While in Berlin in February I’d heard a lot of talk about May 1st. It’s a Labour Day-style fete with a long tradition. Recently it’s been hijacked by black-clad “anarchists,” socialists, anti-fascists or whatever as their chance to tangle with the police. It was also my chance to get out of the house and finally see something in Berlin that lived up to the hype.
When I left my house early that morning I had a feeling I wouldn’t see too much in the way of craziness. What I didn’t know was that I would find myself standing right where the fuse meets the dynamite in the worst riots this city has seen for years. I was hit with glass, shoved by an armored cop, and teargassed. Strangely though, it was my feelings that were hurt the most.
The first leg of my ‘Berlin tour of dissidence’ was a 12pm stop at Kopernik Banhof in East Berlin. Germany still has skinheads and I was told this would be the place to find them. After a 20 minute train ride I was deposited in a lovely but traumatized neighbourhood. I’d missed most of the action. I guess the skinheads were there earlier but had run into an army of police and “anarchists.”
By “anarchist” I mean the psudeo-ninjas in the picture above. I’ve never really been able to understand what they’re after. I know they want to smash capitalism, they spend an inordinate amount of time trying to Free some guy named Mumia, and if they ever got their precious anarchy they’d be killed and raped by the roving bands of gas-pirates patrolling the shattered remains of our civilization hunting for canned food and sex-slaves.
Anyway. I only saw three interesting things in the aftermath of the Kopernik riots.
- I saw someone slip on an actual banana peel. I didn’t think that was even possible! When the guy got up I laughed and pointed, hoping he would get the cartoonish hilarity of it all. He did not get the joke.
- A dissipating anti-fascist rally led by a 40-something man. I’m pretty sure he was going on about the nasty neo-Nazis. But to my English-only ears, he was just a man with a megaphone, pounding his fists and shouting slogans in hopes of inciting a large cheering crowd of Germans to action. He was passionate and he used the word Nazi a lot. I’ll let you guess what that reminded me of.
- A MacDonalds packed with protesters grabbing a cool Smarties McFlurry after an exhausting morning of raging against the machine. Man, it was so busy in there, it was like total anarchy man!
When I got back to Kreuzberg, my ‘hood, things were a lot different. More police, more people, more kebap stands. I regrouped at home put on my breeziest summer garb — a powder-blue dress shirt, white cotton shorts and sunglasses, and hit the family friendly street festival just north of my place.

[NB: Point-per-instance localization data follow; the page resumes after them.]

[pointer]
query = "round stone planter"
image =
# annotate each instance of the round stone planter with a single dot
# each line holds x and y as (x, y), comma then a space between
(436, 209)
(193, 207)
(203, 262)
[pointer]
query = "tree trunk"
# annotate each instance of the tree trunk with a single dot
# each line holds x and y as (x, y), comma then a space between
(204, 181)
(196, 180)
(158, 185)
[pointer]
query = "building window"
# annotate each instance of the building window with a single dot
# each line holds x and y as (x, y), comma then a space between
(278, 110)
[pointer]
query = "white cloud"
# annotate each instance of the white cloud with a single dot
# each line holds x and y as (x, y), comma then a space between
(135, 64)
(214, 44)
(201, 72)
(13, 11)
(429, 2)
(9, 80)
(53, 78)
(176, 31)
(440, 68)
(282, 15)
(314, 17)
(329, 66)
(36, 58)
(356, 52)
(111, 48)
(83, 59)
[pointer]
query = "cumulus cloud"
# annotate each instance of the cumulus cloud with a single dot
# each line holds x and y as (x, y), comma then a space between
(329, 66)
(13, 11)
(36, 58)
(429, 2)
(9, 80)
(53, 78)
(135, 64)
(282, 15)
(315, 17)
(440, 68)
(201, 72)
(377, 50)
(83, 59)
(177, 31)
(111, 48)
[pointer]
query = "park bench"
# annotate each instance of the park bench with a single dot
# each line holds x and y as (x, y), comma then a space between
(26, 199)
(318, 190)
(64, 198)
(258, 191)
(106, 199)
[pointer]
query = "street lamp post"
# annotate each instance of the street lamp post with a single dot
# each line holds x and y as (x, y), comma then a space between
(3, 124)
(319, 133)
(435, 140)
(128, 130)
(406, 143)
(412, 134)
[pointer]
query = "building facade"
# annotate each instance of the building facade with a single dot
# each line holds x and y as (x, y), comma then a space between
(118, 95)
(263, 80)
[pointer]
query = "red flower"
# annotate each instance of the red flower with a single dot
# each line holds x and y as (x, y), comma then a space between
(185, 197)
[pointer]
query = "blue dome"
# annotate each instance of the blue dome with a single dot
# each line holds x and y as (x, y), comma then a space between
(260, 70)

The festival reminded me of Gay Pride on Toronto. Happy people, good food and bad bands. The only difference was the public consumption of beer…in 0.5l bottles. Beyond that, not a hint of violence in the air.
I’d hooked up with my friends Verena and Steve and as the sun set, it got cooler and our beer buzz was wearing off he decided to call it a night. Walking through the crowds of happy people we came to a large stage with a punk band. The music was lame, and we tried to push our way through to get to the other side.
As we pushed, suddenly the crowd pushed back. Hard. There was a loud bang and stampede of people surging away from the stage (the band kept playing btw). The violence that had been brewing all day as the anarchists taunted and hurled stones at the police had exploded right in our faces.
The air filled with flying 0.5l beer bottles and teargas. Much to my chagrin, my lack of sense of smell didn’t render me a teargas immune super-human able to navigate the hazy battlezone with impunity. The teargas just stung.
Here is a video…
Verena and I were pretty much the only two people caught between the protesters and police. With bottles smashing around me I thought maybe I could slip behind the police. I made my break. After all, with my white shorts and powder-blue dress shirt I looked like a CFO on his way to the annual investors meeting at the Sheraton in Barbados. Surely the police wouldn’t hit someone with his hands up in surrender and a ‘hooray establishment!’ wardrobe.
They did hit me, and sent me flying back into the barking mass of protestors. They also hit Verena in the face! Bravely she at least hit back before joining me, Steve and the rest of the protesters.
I’ll admit. My feelings were hurt more than any part of my lungs or body. The way the “anarchists” marched through the family festival like storm troopers, scaring children and waiving the hammer and sickle really pissed me off. I mean the hammer and sickle! You’d think in a country where symbols and mass murder have a relationship, they’d show a little more sense. I didn’t want to be lumped in with them. I really just wanted to get behind the police, and walk the 200 meters home.